Polenta with Tomato White Bean RaguCourse: DinnerCuisine: ItalianDifficulty: Easy
I love this warm, filling vegetarian dish. Even our kids will eat it. Sometimes I will serve it with chicken apple sausages but this evening it was all vegetarian. It is filling and warming so on a cold night this works.
1 1/2 cups Golden Pheasant Polenta
1/2 cup Italian parsley, chopped
3 cans cherry tomatoes
1 Tablespoon fresh thyme leaves
Kosher salt and fresh ground pepper
1 medium yellow onion, chopped
3 large garlic cloves, chopped
2 can of white beans, rinsed and drained
1 1/2 cups chicken broth
Maldon Salt and crusty bread
- Preheat oven to 350. In a Dutch Oven add the polenta and 7 cups water, plus a big pinch of kosher salt. Place the lid on the Dutch Oven and cook the polenta in the oven for 1 hour, every 15 minutes give it a good stir. If it becomes to thick dilute with boiling water.

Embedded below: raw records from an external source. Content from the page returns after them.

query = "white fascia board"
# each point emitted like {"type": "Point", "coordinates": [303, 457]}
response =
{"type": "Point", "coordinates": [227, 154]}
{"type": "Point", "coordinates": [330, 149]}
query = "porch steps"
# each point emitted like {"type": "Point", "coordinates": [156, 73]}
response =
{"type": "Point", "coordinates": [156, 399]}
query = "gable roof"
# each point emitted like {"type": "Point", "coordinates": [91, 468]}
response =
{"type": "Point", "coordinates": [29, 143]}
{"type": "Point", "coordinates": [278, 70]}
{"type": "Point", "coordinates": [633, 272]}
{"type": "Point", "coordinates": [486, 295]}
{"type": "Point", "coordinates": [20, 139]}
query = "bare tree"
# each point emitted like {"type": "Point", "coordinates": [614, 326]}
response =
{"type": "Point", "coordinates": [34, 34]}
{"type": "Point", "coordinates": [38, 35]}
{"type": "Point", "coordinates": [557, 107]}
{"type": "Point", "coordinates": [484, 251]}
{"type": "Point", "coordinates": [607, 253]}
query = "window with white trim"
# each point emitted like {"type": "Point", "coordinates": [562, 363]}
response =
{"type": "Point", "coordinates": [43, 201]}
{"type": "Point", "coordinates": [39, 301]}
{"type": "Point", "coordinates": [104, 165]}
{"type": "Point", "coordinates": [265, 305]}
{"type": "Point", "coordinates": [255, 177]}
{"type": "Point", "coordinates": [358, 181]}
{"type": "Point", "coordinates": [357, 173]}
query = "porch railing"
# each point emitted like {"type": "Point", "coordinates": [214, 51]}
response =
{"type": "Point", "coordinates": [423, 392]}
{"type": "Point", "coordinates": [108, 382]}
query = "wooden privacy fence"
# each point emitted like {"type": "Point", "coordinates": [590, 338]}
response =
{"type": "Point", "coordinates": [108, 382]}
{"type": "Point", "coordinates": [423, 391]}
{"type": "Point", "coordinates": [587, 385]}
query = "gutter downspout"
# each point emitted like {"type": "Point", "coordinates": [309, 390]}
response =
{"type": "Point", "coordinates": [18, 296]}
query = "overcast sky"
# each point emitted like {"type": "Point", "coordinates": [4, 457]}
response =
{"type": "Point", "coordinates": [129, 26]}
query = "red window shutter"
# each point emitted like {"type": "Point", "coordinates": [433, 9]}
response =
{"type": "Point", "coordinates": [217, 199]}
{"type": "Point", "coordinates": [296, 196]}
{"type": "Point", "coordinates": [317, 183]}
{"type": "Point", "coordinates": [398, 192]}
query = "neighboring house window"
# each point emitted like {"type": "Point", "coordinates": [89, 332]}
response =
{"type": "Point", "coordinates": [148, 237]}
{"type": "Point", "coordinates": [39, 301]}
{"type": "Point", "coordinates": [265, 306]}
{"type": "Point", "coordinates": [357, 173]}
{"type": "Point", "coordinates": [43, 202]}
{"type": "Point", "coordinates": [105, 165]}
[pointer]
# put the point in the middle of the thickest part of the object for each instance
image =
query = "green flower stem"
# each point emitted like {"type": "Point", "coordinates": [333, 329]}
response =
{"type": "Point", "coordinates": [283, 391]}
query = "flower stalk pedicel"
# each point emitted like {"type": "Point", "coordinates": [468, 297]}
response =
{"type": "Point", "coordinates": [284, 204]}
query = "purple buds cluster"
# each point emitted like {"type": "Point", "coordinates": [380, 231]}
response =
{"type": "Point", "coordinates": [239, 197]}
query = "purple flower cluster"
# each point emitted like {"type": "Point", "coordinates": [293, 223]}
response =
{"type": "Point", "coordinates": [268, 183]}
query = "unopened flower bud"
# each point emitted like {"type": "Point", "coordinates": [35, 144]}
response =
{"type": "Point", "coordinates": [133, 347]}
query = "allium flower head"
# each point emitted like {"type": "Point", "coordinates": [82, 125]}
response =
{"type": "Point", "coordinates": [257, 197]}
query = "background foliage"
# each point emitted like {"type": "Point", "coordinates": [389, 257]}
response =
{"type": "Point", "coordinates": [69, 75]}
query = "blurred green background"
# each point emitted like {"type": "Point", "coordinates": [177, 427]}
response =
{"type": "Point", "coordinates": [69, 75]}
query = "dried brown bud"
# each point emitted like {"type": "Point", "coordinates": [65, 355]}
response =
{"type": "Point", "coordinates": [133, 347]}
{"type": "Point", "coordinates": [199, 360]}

- In a large sauce pan, heat the oil over medium heat. Add the onion, garlic, and red pepper flakes. Cook until the onion is softened and the garlic is fragrant, 4 to 5 minutes. Stir in rinsed beans and broth and bring to a simmer. With the back of the spoon gently smash 1/2 of the beans. Season with salt and pepper.
- Add the canned cherry tomatoes and season with salt and pepper. Cook another 10 minutes.
- In warmed bowls, spoon polenta then add a spoon of the bean and tomato mixture. Sprinkle with fresh herbs and Parmigiana cheese.